Re: [PATCH] mm/mremap: allow VMAs with VM_DONTEXPAND|VM_PFNMAP when creating new mapping

linux-mm.kvack.org archive mirror
 help / color / mirror / Atom feed

From: Lorenzo Stoakes <lorenzo.stoakes@oracle.com>
To: "Kasireddy, Vivek" <vivek.kasireddy@intel.com>
Cc: "linux-mm@kvack.org" <linux-mm@kvack.org>,
	Andrew Morton <akpm@linux-foundation.org>,
	"Liam R. Howlett" <Liam.Howlett@oracle.com>,
	Vlastimil Babka <vbabka@suse.cz>, Jann Horn <jannh@google.com>,
	Pedro Falcato <pfalcato@suse.de>,
	David Hildenbrand <david@kernel.org>,
	Akihiko Odaki <odaki@rsg.ci.i.u-tokyo.ac.jp>
Subject: Re: [PATCH] mm/mremap: allow VMAs with VM_DONTEXPAND|VM_PFNMAP when creating new mapping
Date: Fri, 21 Nov 2025 07:52:31 +0000	[thread overview]
Message-ID: <070dcd0f-ef77-4924-baf1-6c380bca192d@lucifer.local> (raw)
In-Reply-To: <IA0PR11MB71851184AA5977BBAFBD55C7F8D5A@IA0PR11MB7185.namprd11.prod.outlook.com>

On Fri, Nov 21, 2025 at 06:51:31AM +0000, Kasireddy, Vivek wrote:
> Hi Lorenzo,
>
> > Subject: Re: [PATCH] mm/mremap: allow VMAs with
> > VM_DONTEXPAND|VM_PFNMAP when creating new mapping
> >
> > Hi Vivek, thanks for the patch.
> >
> > In general though, let's please not make a fundamental change to mremap()
> > behaviour in late -rc6. Late in cycle/during merge window we're really only
> > interested in existing series, series that are less involved than this.
> I am sorry about the timing of this patch. My intended goal was to just start
> a discussion to address this issue we were seeing in Qemu.

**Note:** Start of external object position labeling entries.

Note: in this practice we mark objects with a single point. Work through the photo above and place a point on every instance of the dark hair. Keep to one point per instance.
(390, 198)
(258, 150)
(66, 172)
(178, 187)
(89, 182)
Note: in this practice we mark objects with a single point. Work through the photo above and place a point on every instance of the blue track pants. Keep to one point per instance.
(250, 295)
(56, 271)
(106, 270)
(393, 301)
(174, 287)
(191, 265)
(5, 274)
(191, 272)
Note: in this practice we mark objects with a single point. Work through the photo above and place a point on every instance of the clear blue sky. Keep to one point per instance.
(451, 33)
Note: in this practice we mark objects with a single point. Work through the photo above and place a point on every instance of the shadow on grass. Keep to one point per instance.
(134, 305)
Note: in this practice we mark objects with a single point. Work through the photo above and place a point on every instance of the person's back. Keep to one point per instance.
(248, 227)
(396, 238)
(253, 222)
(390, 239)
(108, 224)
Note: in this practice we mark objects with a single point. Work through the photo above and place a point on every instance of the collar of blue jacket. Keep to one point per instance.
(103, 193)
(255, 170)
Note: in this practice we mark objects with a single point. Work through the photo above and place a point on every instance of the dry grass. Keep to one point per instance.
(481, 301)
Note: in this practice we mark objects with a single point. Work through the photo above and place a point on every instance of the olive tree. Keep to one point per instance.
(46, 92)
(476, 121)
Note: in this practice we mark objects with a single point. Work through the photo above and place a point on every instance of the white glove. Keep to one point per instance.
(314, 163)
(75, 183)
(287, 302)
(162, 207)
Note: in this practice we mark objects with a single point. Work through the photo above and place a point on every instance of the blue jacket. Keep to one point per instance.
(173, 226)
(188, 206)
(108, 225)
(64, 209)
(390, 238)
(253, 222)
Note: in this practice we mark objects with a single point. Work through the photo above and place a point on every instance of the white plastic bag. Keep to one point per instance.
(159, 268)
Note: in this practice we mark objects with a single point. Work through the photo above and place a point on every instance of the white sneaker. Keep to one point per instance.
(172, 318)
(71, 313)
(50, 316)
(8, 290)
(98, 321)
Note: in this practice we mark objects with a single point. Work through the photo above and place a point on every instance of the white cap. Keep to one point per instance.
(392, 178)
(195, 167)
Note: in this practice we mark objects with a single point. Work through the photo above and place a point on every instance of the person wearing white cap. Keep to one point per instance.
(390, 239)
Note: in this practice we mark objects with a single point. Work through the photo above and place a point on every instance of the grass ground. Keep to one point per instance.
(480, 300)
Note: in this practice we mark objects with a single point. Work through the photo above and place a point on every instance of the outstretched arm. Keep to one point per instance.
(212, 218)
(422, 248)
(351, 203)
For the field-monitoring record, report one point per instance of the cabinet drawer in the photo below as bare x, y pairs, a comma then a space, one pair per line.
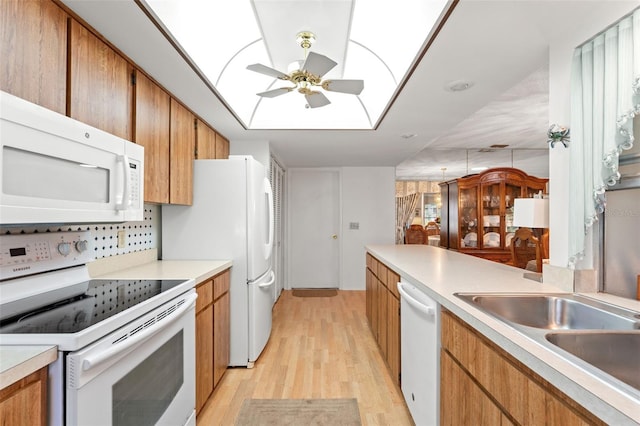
392, 282
221, 284
524, 395
205, 295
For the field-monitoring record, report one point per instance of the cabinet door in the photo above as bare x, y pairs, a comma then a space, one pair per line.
462, 402
24, 403
100, 84
33, 48
204, 356
222, 146
369, 295
492, 215
393, 337
221, 337
468, 214
182, 147
205, 141
152, 111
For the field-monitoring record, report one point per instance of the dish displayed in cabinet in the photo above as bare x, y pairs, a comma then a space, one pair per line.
491, 239
508, 238
491, 220
470, 240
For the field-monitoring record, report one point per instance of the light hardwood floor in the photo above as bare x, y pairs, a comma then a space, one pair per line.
320, 347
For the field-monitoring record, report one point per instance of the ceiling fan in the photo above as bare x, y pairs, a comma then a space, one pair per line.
309, 76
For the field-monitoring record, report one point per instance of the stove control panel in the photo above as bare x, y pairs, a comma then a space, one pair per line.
25, 254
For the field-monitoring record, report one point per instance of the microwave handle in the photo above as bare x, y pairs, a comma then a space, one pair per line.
126, 189
92, 361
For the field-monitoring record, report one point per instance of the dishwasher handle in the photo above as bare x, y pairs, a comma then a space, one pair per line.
427, 310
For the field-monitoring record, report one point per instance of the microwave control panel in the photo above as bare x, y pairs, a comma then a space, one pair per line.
25, 254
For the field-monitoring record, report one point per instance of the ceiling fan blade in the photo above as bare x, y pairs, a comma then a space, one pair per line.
353, 87
316, 99
275, 92
318, 64
263, 69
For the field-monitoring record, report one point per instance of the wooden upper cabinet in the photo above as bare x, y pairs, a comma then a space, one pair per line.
182, 148
205, 141
152, 117
211, 144
101, 93
222, 146
33, 48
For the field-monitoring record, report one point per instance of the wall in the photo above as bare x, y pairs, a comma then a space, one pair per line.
368, 197
560, 56
139, 235
258, 149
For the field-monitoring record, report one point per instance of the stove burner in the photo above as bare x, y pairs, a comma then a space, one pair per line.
98, 300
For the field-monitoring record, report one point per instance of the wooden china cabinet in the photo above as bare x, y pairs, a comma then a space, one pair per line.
478, 216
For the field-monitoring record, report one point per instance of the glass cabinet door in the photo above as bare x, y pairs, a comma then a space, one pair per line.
511, 193
468, 217
491, 215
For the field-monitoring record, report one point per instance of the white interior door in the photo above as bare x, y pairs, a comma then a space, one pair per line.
314, 224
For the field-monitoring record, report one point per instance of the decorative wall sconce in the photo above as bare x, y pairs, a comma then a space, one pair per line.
557, 134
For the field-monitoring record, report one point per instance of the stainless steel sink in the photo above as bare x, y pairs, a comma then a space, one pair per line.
600, 338
616, 353
554, 311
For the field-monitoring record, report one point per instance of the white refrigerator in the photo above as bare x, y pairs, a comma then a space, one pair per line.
231, 218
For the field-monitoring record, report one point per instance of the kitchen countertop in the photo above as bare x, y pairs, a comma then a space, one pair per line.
441, 273
199, 270
17, 362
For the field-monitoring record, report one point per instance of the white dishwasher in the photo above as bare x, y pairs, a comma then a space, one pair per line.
420, 354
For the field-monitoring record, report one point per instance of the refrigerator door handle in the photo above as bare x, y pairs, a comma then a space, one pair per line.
269, 192
272, 279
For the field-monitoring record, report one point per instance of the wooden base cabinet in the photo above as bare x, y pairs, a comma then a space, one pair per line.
212, 335
24, 403
482, 384
383, 312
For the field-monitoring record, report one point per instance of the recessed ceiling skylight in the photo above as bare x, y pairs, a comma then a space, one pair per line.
373, 40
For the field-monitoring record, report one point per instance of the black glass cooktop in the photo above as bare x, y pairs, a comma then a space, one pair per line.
75, 308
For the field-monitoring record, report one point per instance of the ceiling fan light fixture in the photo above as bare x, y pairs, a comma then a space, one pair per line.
305, 39
294, 66
307, 74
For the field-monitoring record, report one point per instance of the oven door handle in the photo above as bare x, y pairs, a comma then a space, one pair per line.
92, 361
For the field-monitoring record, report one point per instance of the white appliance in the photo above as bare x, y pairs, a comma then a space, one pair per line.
231, 218
621, 262
126, 348
59, 170
420, 354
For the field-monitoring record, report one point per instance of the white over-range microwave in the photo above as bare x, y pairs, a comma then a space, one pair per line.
58, 170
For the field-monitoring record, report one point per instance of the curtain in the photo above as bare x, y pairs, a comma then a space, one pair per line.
405, 208
605, 96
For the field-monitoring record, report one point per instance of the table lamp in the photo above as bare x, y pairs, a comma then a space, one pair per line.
532, 213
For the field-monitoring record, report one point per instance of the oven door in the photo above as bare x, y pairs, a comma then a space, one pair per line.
142, 374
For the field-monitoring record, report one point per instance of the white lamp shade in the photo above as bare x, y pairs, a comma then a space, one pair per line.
531, 212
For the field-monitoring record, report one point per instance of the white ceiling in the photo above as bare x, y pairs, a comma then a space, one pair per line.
502, 46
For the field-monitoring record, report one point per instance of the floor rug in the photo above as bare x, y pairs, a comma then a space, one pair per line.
315, 292
307, 412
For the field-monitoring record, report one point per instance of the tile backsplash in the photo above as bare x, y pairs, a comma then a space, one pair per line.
139, 235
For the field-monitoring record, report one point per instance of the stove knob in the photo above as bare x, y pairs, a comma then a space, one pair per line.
64, 248
82, 245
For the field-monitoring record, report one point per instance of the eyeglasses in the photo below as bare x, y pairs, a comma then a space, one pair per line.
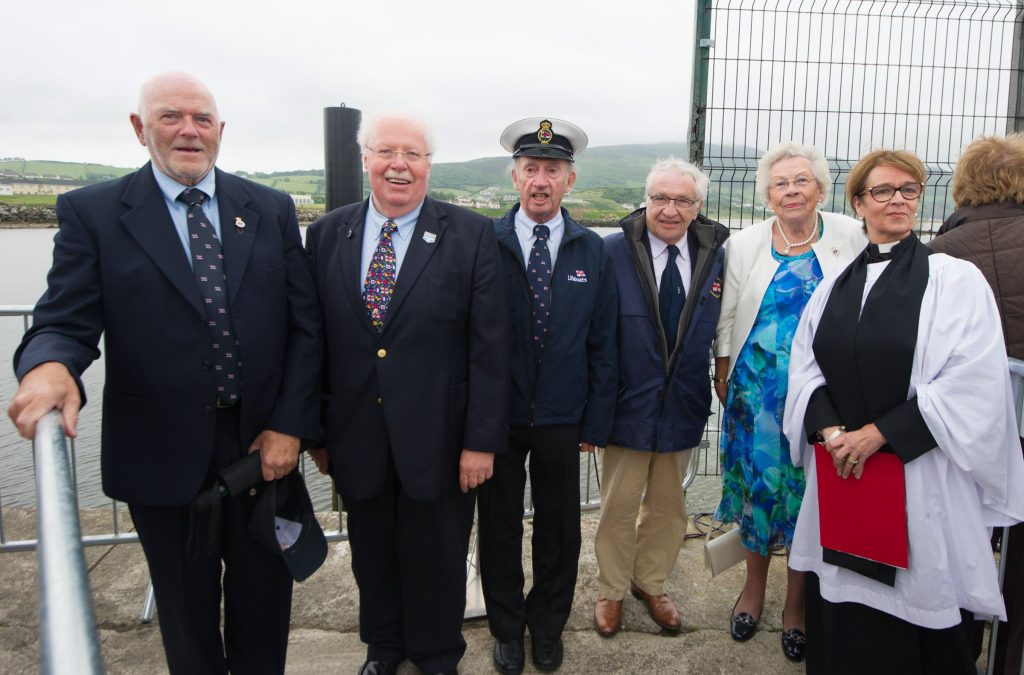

No problem, just underlining here :) No reason you'd be aware of this. We are
trying slowly to manage workload. Slowly :)

>
> >
> > On Wed, Nov 19, 2025 at 09:35:46PM -0800, Vivek Kasireddy wrote:
> > > When mremap is used to create a new mapping, we should not return
> > > -EFAULT for VMAs with VM_DONTEXPAND or VM_PFNMAP flags set
> > because
> > > the old VMA would neither be expanded nor shrunk in this case. This
> >
> > I guess you're trying to be succinct here and 'clone' each input VMA using
> > the 0 source size input.
> Yes, cloning would be the right term to describe what we are doing here.

Right.

>
> >
> > However this can't work.
> >
> > This operation is not equivalent to an mmap(). It may seem to be for
> > ordinary mappings but in practice it isn't:
> >
> > (syscall)
> > -> do_mremap()
> > -> mremap_at()
> > -> expand_vma()
> > -> move_vma()
> > -> copy_vma_and_data()
> > -> copy_vma()
> >
> > Essentially copying the properties of the VMA to the new region.
> >
> > But this doesn't work for PFN map.
> >
> > At _no point_ are you invoking the original f_op->mmap or
> > f_op->mmap_prepare handler.
> If all the properties of the original VMA are going to be copied over to
> the new VMA, wouldn't that mean whatever state, page tables were
> setup via f_op->mmap or f_op->mmap_prepare handlers for the original
> VMA, would also be copied over to the new VMA right?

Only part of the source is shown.